Crocheting/ knitting: I've bought homemade crocheted matching hats and scarves on the roadside before, the people actually had there kids 8-10 man the table in the front yard and take the cash. Crocheted blankets or homemade quilts also sell pretty well. Even if you don't know how, it's easy to learn and initial cost is low. Craigslist and fb will again be your friend here

Jewelry: a friend of mine made jewelry. Really nice beading on wire, you can find all kinds of books on it. There's a learning curve and you need some equipment for working wire jewelry but she sold necklaces for up to $10 and matching sets of necklaces/bracelets/ earrings for up to $30. The price of beads can vary but she made good money. Even worked it out with a local small shop and was able to put a rudimentary display on there counter. She also took orders for custom matching preices for weddings. On eBay you can find package deals that include everything you need or just thousands of misc beads for decent prices. And more then that, it is fun to create beautiful arrangements with the beads, plus you will always have a necklace for any outfit lol

Play your strengths: I took a few agility lessons with a dog I used to have and I always wished I had some of the stuff at home to practice with her between weekly sessions. Searching the outrageous prices for simple jumps online it hit me that I could easily make some myself. I drew out plans and bought the needed PVC and built it myself, when someone else heard they wanted some too. I ended up making a 5 pc set ( single jump, double jump, triple jump, weave poles, and tire jump) for about $80 and sold them for $125 and that was a discounted price for the set individual pieces had a better profit margin. I plan to start it again this summer but I live in a new area and I'm not sure of any interest.

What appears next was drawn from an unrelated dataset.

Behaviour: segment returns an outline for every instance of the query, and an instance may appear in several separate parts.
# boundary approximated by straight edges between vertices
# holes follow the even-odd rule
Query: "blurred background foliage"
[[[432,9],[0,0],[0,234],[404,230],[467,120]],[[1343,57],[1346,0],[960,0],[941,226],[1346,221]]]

Daycare: and I don't mean just kids, although a lot of stay at home moms do babysit during the day. In my area I've already heard a number of neighbors asking each other to watch the dog over the weekend or during a trip or while they are hunting ect. You wouldn't think it but a lot of people are willing to pay for you to watch there dog or cat a few days or even while they are at work. A doggie daycare opened up in my country area about a year ago and that make enough money that they are already expanding. And that's for your dog to sit in a kennel all day. I'd much rather look up someone in my area that lives on a few acres and maybe has a fenced in area for my golden to run then have him locked in a 4x8 kennel while I'm gone, and kids and pets mean he just might get some attention or fun out of it.

Sewing: if you can sew, I work with a girl who is kept busy in out country area making alterations on everything from an old pair of favorite pants to taking in or letting out bridesmaid dresses, she also repais ripped anything. In this day n age it's more cost effective to repair something then throw it away.

Homemade: take a look at Pinterest. Com if you haven't checked it out. They have hundreds of ideas on homemade items you can make and probably sell (among many other things). I make homemade powder laundry detergent, it smells amazing, has only a few ingredients and costs like 33 cents to make enought to put in a 2 liter bottle. Sell that for $2 or $3 and you have a huge profit margin, also get ideas for candles, soap bars ect.

Flowers: do you grow roses or carnations? A lady in my old town would grow them and then take them out to the local bars late on Fridays and Saturday nights where young kids frequented. I always thought it was funny but never underestimate drunk young men trying to impress a lady, she always sold out. Prices were $3 although I'm not sure anyone ever noticed how much money they handed over by then.

Hope this gives you or anyone else who finds this thread some ideas.


----------



## promiseacres (Apr 26, 2013)

great ideas! crazy thing is out the blue I sold $200 of my MK product, how crazy is that? Am still going to go the interview plus keep pursing other things. I do like to sew. and garden and make things.


----------



## elevan (Apr 26, 2013)

I make jelly, baked goods and jewelry to sell at local stores.  May 3rd I'll have products in my third store!  Opportunities are definitely out there, you just have to ask.


----------